Si des zones d’ombre perdurent quant à l’échec de ce projet, le livre El mestre Gaudí évoque que le 17 octobre 1893, il a été approuvé par la congrégation de Tanger, mais est resté en attente d’approbation par le Saint-Siège (Vatican). Parmi les raisons de son abandon, il y a d’un côté les coûts qu’allaient représenter la construction de ce monument, l’instabilité politique au nord du Maroc, mais aussi la crise économique ayant affecté les affaires du marquis de Comillas qui l’avait commissionné. Par ailleurs, l’architecte qui a profondément regretté le non-achèvement du projet aurait gardé sur lui un des dessins, qu’il aurait accroché au mur dans son atelier de La Sagrada Familia.

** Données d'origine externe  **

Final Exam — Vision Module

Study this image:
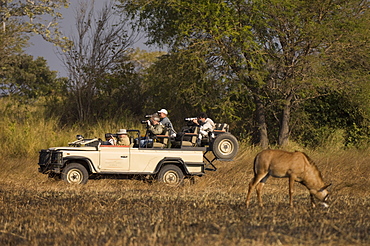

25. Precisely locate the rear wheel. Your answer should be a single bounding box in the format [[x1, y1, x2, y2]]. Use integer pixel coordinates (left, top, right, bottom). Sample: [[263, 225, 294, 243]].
[[157, 165, 184, 186], [61, 163, 89, 184], [212, 133, 239, 160]]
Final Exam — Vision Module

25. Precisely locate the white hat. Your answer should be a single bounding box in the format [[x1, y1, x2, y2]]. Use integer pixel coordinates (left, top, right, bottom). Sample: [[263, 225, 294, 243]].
[[158, 109, 168, 115], [117, 129, 127, 134]]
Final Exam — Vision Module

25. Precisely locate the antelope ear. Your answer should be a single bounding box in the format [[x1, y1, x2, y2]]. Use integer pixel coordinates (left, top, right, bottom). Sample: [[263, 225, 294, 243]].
[[319, 183, 332, 192]]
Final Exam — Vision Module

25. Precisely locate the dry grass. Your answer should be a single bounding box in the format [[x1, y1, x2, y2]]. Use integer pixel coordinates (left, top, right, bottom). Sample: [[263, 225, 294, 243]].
[[0, 147, 369, 245]]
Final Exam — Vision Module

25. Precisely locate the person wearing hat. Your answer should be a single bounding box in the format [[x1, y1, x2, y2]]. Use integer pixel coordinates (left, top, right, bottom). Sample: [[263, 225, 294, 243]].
[[158, 108, 176, 137], [117, 129, 130, 146]]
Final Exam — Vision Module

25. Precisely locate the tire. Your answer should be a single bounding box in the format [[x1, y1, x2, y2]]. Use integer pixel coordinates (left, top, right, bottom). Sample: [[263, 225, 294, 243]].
[[61, 163, 89, 184], [157, 165, 184, 186], [212, 133, 239, 160]]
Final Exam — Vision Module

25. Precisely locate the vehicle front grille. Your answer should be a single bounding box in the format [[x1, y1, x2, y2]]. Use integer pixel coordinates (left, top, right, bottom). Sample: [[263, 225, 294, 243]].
[[38, 149, 62, 173], [39, 149, 51, 165]]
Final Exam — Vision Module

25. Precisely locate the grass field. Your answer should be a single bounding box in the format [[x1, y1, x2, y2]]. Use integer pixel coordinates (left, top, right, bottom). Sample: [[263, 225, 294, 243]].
[[0, 147, 369, 245]]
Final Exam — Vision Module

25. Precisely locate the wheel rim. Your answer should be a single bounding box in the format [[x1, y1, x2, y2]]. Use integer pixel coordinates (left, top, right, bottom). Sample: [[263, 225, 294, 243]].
[[66, 169, 84, 184], [163, 170, 180, 185], [218, 139, 234, 156]]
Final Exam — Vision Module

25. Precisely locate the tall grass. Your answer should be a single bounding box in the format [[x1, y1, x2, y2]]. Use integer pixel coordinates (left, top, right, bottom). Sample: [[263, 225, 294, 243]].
[[1, 98, 72, 157], [0, 98, 144, 158]]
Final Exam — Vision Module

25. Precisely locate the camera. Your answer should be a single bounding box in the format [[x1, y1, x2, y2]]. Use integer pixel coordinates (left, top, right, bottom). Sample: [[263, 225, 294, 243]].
[[184, 117, 197, 121], [141, 114, 154, 124], [184, 117, 198, 126], [105, 133, 117, 138]]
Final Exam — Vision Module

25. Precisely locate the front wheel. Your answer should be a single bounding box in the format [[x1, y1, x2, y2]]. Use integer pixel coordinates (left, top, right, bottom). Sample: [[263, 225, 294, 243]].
[[61, 163, 89, 184], [157, 165, 184, 186], [212, 133, 239, 160]]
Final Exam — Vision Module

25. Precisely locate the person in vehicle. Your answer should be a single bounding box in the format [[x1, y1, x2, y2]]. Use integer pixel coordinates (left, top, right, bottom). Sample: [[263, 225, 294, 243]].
[[158, 108, 176, 137], [192, 112, 215, 142], [147, 114, 165, 136], [116, 129, 130, 146], [104, 133, 117, 145], [140, 114, 165, 147]]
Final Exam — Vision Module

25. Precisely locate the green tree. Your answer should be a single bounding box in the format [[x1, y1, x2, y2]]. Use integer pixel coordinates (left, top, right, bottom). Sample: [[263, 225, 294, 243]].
[[0, 0, 71, 49], [0, 0, 71, 102], [0, 21, 28, 68], [141, 48, 255, 134], [105, 48, 167, 118], [0, 54, 59, 100], [141, 49, 218, 126], [254, 0, 370, 146], [120, 0, 370, 147], [121, 0, 269, 146], [286, 0, 370, 148]]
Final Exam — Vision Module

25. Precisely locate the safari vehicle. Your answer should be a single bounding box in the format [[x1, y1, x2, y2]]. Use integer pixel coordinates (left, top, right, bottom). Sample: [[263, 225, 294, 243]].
[[38, 122, 239, 185]]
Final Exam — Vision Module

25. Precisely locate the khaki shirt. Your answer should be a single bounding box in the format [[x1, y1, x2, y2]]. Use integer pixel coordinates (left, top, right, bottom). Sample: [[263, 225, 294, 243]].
[[117, 136, 130, 146], [148, 123, 165, 136]]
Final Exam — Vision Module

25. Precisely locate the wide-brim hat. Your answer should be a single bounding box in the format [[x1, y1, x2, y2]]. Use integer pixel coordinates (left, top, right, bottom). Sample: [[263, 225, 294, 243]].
[[117, 129, 127, 134], [158, 109, 168, 115]]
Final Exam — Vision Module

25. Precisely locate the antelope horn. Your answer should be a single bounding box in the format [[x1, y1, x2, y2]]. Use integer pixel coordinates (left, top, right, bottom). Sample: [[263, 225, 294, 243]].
[[319, 183, 332, 192]]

«Lorsque Gaudi a été chargé du projet, il avait déjà le sien, et s’estdit que ce serait l’occasion d’ériger un projet inédit tangérois, celui des Missions catholiques. D’où les tours qui ressemblent à des pinacles comme n’importe quelle mosquée malienne de Toumbouctou.»

Mustafa Akalay Nasser

Torii a fait une reconstitution de ce qu’aurait pu être cette église à Tanger. Pour sa part, Akalay rempli d’émotions, évoque un projet impactant, qui allait façonner le paysage tangérois. «Actuellement avec la mosquée Mohammed V, lorsqu’on arrive au port, on voit ce minaret et on est directement subjugué. Imaginez alors près d’une vingtaine de tours visible depuis le détroit de Gibraltar.»  

Par ailleurs, le chercheur indique que ce monument aurait pu apporter beaucoup au secteur touristique. En effet, en 2016, plus de 4,5 millions de touristes ont visité La Sagrada Familia. A ce chiffre record, il est nécessaire d’ajouter une autre donnée : 80% des touristes qui vont à La Sagrada Familia ne l’admirent que de l’extérieur, selon une étude de la Mairie de Barcelone.

Durant la conférence qui s’est clôturée autour d’un débat sur le patrimoine datant du protectorat, la salle ainsi que les invités ont évoqué la possibilité de faire renaître de ses cendres ce faramineux projet, grâce à des mécènes ou même en constituant une association.